C’est dans cet environnement pittoresque, laborieux, cosmopolite, parmi les boutiques et les chiffons, entre les prostituées et les « aubergines » zêlées, que sévit un tueur aussi cruel qu’insaisissable. Très vite, le lecteur connaît son identité, il partage même son intimité. Le commissaire Faidherbe, qui arbore « la dégaine d’un personnage de Brétecher », et son collègue Brancion sont moins « chanceux ». Ils font ce qu’ils peuvent, avec les moyens qu’ils ont, et un certain fatalisme. Une errance qui permet à l’auteur de déployer tout son talent de portraitiste de la ville, des gens et des choses.
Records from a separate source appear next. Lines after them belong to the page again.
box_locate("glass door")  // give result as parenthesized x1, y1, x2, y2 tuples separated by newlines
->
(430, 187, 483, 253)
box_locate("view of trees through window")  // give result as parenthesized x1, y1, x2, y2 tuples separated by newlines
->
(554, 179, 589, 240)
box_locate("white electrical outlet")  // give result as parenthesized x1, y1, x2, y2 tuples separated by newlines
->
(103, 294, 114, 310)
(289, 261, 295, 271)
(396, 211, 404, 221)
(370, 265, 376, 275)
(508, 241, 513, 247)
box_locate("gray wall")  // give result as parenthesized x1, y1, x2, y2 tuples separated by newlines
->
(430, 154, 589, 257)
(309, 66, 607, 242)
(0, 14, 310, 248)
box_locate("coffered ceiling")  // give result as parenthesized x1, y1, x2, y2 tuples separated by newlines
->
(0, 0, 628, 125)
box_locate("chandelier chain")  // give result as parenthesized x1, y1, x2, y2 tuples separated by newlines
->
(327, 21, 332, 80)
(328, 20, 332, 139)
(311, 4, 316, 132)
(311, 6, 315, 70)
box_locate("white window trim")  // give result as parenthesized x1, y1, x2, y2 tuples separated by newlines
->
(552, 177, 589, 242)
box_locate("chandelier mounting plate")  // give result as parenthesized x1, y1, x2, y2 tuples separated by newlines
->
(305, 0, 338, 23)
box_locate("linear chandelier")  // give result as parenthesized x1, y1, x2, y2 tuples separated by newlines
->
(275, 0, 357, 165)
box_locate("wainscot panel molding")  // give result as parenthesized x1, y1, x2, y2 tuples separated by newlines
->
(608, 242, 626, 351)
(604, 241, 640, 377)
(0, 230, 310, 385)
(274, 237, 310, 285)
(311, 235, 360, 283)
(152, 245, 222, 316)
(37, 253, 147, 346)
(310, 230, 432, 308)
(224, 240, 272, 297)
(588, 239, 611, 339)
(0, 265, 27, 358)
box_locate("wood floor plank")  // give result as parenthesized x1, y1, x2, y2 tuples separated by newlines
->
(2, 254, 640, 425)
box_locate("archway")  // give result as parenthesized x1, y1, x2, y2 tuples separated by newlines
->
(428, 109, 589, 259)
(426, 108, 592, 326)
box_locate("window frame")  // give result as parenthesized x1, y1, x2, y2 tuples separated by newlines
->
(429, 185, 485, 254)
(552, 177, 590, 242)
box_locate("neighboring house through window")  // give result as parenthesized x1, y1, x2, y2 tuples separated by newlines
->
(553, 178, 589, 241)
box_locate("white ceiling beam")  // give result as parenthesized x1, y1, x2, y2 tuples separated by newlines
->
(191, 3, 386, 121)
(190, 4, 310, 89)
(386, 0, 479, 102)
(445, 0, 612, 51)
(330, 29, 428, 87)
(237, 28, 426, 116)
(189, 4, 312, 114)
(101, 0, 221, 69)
Avec au menu, notamment, quelques courses poursuites d’anthologie.

A l’image de son roman, la vie de Joseph Bialot – né Joseph Bialobroda en 1923 à Varsovie – a été pleine de rebondissements et de drames. Enfant, il s’installe dans le quartier de Belleville à Paris avec sa famille d’origine juive. Dix ans plus tard, fuyant les Allemands, il se réfugie à Bordeaux, Pau puis dans la région lyonnaise où il exerce divers métiers avant d’entrer dans la résistance. Arrêté en juillet 1944, il est envoyé à Auschwitz. Il sera libéré en janvier 1945 par l’Armée rouge. De retour à Paris, il rejoint l’entreprise de prêt-à-porter de ses parents, et passe une licence de psychologie.
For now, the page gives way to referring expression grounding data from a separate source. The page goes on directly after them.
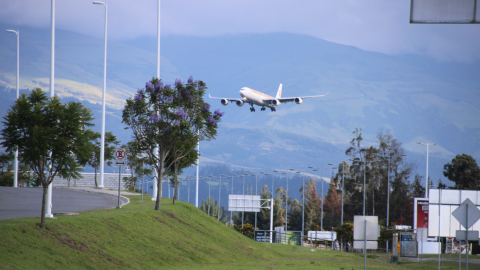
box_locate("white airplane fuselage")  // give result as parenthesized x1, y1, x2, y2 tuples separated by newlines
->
(239, 87, 279, 108)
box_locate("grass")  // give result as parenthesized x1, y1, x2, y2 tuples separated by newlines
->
(0, 195, 473, 269)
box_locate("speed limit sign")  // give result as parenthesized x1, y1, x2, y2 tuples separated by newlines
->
(115, 148, 127, 166)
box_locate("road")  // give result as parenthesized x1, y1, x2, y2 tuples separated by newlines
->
(0, 186, 133, 220)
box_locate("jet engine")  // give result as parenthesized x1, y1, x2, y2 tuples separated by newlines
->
(271, 99, 280, 106)
(295, 97, 303, 104)
(221, 99, 229, 105)
(236, 100, 244, 107)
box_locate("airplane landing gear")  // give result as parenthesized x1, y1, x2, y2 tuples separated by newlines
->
(250, 104, 255, 112)
(270, 107, 276, 112)
(261, 107, 266, 111)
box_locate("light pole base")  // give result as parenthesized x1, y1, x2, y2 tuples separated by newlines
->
(45, 214, 54, 218)
(151, 197, 157, 201)
(97, 184, 105, 188)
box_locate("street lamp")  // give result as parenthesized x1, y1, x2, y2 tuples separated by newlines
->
(6, 29, 19, 188)
(240, 175, 245, 227)
(217, 174, 225, 221)
(251, 173, 258, 230)
(417, 142, 437, 198)
(231, 174, 235, 225)
(93, 1, 108, 188)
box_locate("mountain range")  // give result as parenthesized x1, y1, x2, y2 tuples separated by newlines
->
(1, 23, 480, 186)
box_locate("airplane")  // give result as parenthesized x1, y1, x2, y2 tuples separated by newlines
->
(209, 84, 329, 112)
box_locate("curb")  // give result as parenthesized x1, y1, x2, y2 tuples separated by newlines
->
(55, 187, 130, 208)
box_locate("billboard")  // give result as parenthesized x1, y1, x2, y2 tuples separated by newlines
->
(416, 199, 429, 229)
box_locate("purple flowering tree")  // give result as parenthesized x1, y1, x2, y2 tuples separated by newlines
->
(122, 77, 224, 210)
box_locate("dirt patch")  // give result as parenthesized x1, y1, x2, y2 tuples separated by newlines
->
(161, 211, 190, 227)
(54, 233, 88, 252)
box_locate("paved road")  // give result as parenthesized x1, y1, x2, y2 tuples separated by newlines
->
(0, 187, 131, 220)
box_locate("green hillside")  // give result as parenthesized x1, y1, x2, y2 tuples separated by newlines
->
(0, 196, 459, 269)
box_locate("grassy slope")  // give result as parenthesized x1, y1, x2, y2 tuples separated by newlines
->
(0, 196, 460, 270)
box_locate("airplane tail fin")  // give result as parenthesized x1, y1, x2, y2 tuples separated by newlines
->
(275, 84, 282, 99)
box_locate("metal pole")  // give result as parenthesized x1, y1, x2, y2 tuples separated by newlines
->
(364, 220, 367, 270)
(438, 188, 441, 270)
(196, 130, 199, 207)
(45, 0, 55, 218)
(321, 166, 324, 230)
(157, 0, 160, 79)
(208, 182, 210, 216)
(231, 175, 234, 225)
(242, 176, 244, 228)
(140, 161, 144, 202)
(117, 165, 121, 208)
(341, 162, 344, 225)
(98, 1, 108, 188)
(386, 156, 391, 252)
(270, 198, 274, 243)
(255, 174, 257, 230)
(218, 176, 221, 221)
(426, 144, 429, 198)
(5, 29, 19, 188)
(302, 167, 305, 235)
(285, 172, 289, 244)
(466, 203, 469, 270)
(363, 158, 366, 216)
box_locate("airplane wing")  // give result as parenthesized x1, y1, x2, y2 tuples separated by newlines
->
(208, 94, 243, 103)
(262, 93, 329, 104)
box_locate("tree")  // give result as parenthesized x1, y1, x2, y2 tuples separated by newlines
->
(88, 132, 119, 187)
(122, 77, 222, 210)
(1, 89, 96, 228)
(437, 178, 448, 189)
(443, 154, 480, 190)
(323, 181, 341, 228)
(302, 178, 322, 231)
(411, 173, 425, 198)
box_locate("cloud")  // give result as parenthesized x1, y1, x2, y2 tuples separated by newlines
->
(1, 0, 479, 62)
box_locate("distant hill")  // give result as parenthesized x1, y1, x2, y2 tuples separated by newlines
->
(1, 23, 479, 186)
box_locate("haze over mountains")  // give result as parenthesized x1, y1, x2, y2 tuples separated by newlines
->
(1, 23, 480, 186)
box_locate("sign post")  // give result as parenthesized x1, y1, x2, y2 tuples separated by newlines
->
(115, 148, 127, 208)
(452, 198, 480, 270)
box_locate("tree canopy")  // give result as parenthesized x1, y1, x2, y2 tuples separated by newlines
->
(122, 77, 223, 210)
(1, 89, 97, 228)
(443, 154, 480, 190)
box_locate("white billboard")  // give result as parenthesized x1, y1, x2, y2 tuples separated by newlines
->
(228, 195, 261, 212)
(428, 189, 480, 237)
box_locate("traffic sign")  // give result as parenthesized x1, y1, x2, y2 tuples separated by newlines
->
(115, 148, 127, 166)
(452, 198, 480, 230)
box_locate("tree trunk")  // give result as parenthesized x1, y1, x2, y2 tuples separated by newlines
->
(94, 167, 98, 187)
(40, 183, 48, 228)
(173, 161, 178, 204)
(154, 150, 164, 210)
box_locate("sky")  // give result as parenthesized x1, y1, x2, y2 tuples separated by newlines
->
(2, 0, 480, 63)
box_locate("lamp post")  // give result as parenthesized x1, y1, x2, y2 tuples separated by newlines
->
(240, 175, 245, 227)
(417, 142, 437, 198)
(231, 174, 235, 225)
(6, 29, 19, 188)
(217, 174, 225, 221)
(253, 173, 257, 230)
(93, 1, 108, 189)
(45, 0, 56, 219)
(293, 170, 305, 235)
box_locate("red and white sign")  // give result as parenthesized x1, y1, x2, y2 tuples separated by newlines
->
(115, 148, 127, 166)
(416, 199, 429, 229)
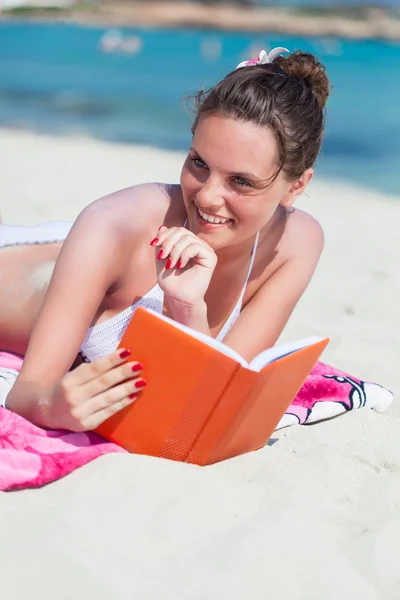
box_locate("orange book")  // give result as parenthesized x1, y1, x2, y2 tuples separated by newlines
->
(95, 307, 329, 465)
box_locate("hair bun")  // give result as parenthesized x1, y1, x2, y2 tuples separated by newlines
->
(274, 51, 331, 109)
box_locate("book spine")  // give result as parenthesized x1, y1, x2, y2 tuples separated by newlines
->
(185, 366, 258, 466)
(205, 370, 273, 464)
(157, 354, 237, 463)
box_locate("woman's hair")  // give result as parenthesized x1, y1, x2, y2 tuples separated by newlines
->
(191, 51, 331, 183)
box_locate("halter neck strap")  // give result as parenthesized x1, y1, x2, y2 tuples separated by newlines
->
(184, 217, 259, 294)
(240, 231, 259, 299)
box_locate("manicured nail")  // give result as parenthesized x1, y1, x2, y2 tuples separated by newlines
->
(129, 393, 139, 400)
(119, 349, 131, 359)
(177, 259, 182, 269)
(149, 237, 159, 246)
(157, 249, 164, 260)
(165, 258, 172, 270)
(134, 379, 147, 389)
(131, 362, 143, 372)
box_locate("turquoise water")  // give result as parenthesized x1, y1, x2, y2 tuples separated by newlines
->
(0, 21, 398, 195)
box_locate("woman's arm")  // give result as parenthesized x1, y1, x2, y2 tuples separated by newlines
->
(222, 215, 324, 361)
(6, 203, 124, 424)
(7, 183, 173, 429)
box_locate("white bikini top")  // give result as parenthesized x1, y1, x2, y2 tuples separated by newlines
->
(80, 231, 259, 362)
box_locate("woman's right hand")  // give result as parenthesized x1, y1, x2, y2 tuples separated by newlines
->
(44, 349, 146, 432)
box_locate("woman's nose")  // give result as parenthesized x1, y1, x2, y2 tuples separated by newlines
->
(196, 178, 224, 209)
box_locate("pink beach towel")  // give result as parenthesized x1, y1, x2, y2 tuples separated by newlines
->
(0, 352, 394, 491)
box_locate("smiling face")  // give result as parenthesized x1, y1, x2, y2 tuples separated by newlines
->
(180, 111, 312, 248)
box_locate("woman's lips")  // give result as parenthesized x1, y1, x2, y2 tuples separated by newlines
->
(195, 205, 233, 228)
Le traumatisme d’un rescapé des camps

Chez Bialot, l’écriture intervient donc sur le tard. Il a déjà 55 ans quand paraît son premier roman, « Le salon du prêt-à-saigner ».  Suivront une trentaine d’autres ouvrages, des romans policiers et historiques, ainsi qu’un récit-témoignage, « C’est en hiver que les jours rallongent », publié en 2002, dix ans avant sa mort. L’écrivain y évoque le traumatisme laissé par l’expérience concentrationnaire.  Il avait déclaré à ce propos : « Il m’aura fallu plus de vingt-cinq ans et une psychanalyse pour réussir à sortir du camp ».
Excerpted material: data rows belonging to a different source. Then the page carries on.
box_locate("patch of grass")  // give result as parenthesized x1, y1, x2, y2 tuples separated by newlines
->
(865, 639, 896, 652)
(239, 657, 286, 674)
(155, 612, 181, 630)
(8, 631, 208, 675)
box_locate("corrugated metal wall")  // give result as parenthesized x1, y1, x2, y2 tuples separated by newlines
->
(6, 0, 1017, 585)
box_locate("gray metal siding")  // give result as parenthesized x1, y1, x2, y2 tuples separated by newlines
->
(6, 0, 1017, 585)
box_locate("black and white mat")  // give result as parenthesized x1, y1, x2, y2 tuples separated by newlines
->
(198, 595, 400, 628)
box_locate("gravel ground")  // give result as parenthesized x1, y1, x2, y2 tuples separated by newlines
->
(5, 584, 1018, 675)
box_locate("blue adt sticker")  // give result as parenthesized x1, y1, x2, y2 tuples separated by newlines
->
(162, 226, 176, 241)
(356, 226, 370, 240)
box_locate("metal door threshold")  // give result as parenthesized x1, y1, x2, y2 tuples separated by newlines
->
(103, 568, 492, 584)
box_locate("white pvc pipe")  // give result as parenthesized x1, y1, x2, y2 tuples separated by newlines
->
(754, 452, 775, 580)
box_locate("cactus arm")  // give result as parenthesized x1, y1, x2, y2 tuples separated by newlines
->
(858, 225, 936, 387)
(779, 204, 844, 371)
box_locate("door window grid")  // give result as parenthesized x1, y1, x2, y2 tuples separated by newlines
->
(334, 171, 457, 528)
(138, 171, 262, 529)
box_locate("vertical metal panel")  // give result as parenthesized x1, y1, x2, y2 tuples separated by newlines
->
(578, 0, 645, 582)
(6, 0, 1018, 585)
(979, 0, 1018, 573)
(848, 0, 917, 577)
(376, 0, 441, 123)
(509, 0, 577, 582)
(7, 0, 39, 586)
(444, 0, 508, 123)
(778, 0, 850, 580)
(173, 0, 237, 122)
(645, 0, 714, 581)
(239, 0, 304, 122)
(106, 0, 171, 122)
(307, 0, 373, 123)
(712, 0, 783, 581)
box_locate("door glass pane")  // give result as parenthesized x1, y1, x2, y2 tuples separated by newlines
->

Pas étonnant donc si, dans « Le salon du prêt-à-saigner », le méchant se révèle vraiment méchant, voire monstrueux. Face à ce tueur qui coupe dans les chairs comme un tailleur dans ses tissus, l’écrivain déploie tout l’éventail des stratégies qu’il a lui-même développées pour contrer le fantôme de l’horreur : une allégeance sans partage aux charmes de la langue et à la toute-puissance de l’imaginaire. Sans oublier bien sûr l’humour, un humour juif parfois, souvent, teinté d’humour noir.

 

« Le salon du prêt-à-saigner ». De Joseph Bialot. Préface inédite de Tonino Benacquista. Gallimard, Série noire, 240 p.

Mireille Descombes

Mireille Descombes

Scènes et mises en scène: le roman policier, l'architecture et la ville, le théâtre. Passionnée de roman policier, Mireille Descombes est journaliste culturelle indépendante, critique d'art, d'architecture et de théâtre.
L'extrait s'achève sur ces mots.